The Opposite of COMBAT: "M" is for Mulling-over

Technique: Now that the kids have finished Brainstorming without criticism or evaluating, it's time for Mulling-over. This is the time to compare all the solutions they've come up with and to begin negotiating about them. If kids have objections, they should be encouraged to state respectfully what they don't like about someone else's suggestion, or to say how they would tweak it to make it more acceptable. (You may have to refer back to the ground rules to keep things civil.)

Something cool to watch for: you may notice that some hybridizing happens during negotiations, especially in cases where there are a lot of options on the table.  Kids are very nimble thinkers. They may take the front end of one idea and hook it on to the back end of another. Once that happens, they may really have something!  The rewards of respectful negotiation should be pretty apparent at this point.

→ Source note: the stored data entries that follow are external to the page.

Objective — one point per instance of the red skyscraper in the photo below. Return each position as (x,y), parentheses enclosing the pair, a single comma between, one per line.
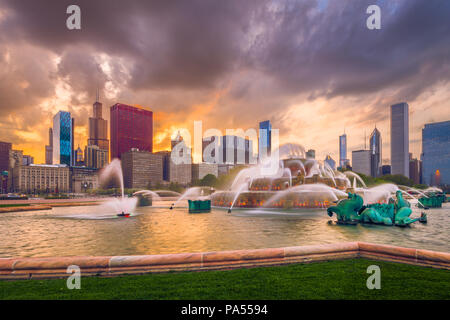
(131,127)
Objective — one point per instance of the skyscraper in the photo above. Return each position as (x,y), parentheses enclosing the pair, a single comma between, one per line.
(375,153)
(265,139)
(62,138)
(236,150)
(329,160)
(436,153)
(400,139)
(343,151)
(98,128)
(131,127)
(361,161)
(5,148)
(49,148)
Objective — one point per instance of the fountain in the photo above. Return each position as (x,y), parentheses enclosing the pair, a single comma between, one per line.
(296,183)
(352,211)
(194,193)
(122,206)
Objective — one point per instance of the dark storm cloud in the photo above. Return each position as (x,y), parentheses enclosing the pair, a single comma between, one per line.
(192,44)
(265,54)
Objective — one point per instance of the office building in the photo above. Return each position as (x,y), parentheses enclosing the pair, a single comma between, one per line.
(5,148)
(62,138)
(386,169)
(236,150)
(343,161)
(27,160)
(142,169)
(311,154)
(400,139)
(361,161)
(79,159)
(98,128)
(265,139)
(43,178)
(210,146)
(131,127)
(179,162)
(329,160)
(436,153)
(83,179)
(49,148)
(375,153)
(94,157)
(200,170)
(414,170)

Tip: Here you can sometimes help if you notice that Party #1 wants such-and-such but still hasn't put anything on the table as a concession. You can gently probe to see if Party #2 needs or wants something in return. Often an idea that sounded terrible five minutes ago starts to sound pretty good if it's accompanied by something of value in exchange. And “something of value” may not be anything material. It could be a compliment...an apology...an offer of help with something.

Q: Dear Susie – I was kind of surprised to see that my older child had trouble during Brainstorming. I thought she would be the one with all the ideas. Instead, my younger one, who is usually less verbal, was on fire with solutions and suggestions. This seemed to make the older one grumpy and a little shut-down.

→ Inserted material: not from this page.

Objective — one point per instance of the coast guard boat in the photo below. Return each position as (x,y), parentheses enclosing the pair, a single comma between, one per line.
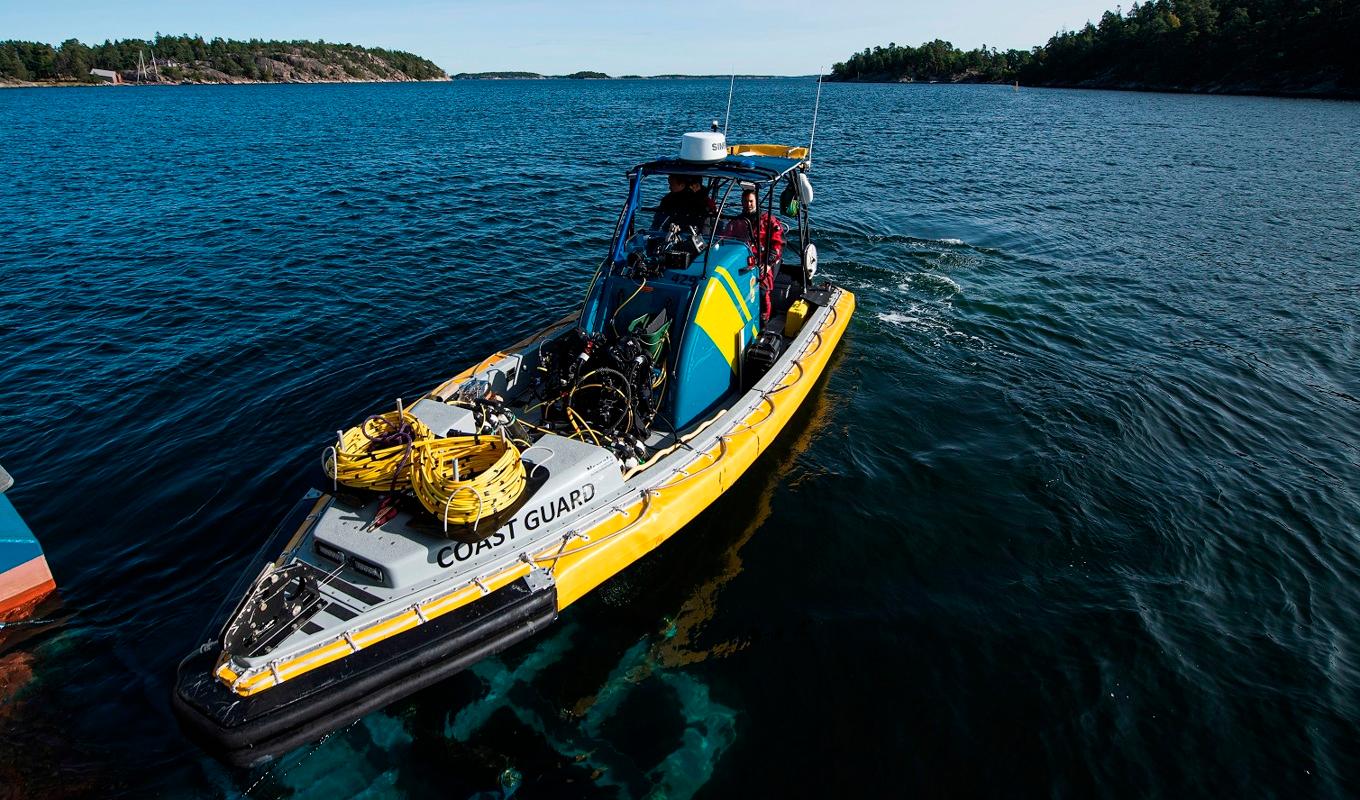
(454,525)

A: Dear Parent – I say give it time. Mediation is a great setup for getting to know your children better (as well as a way for them to get to know each other better.) If I had to guess, I'd bet that your older child has a harder time with change and new situations. This whole “mediation thing” caught her off guard. It sounds like your younger child greets new situations with enthusiasm, jumping in with both feet! It may take your older one a little time and practice to get comfortable mediating. Be sure to thank them for hanging in there, and for their hard work -- even if the results aren't yet dazzling.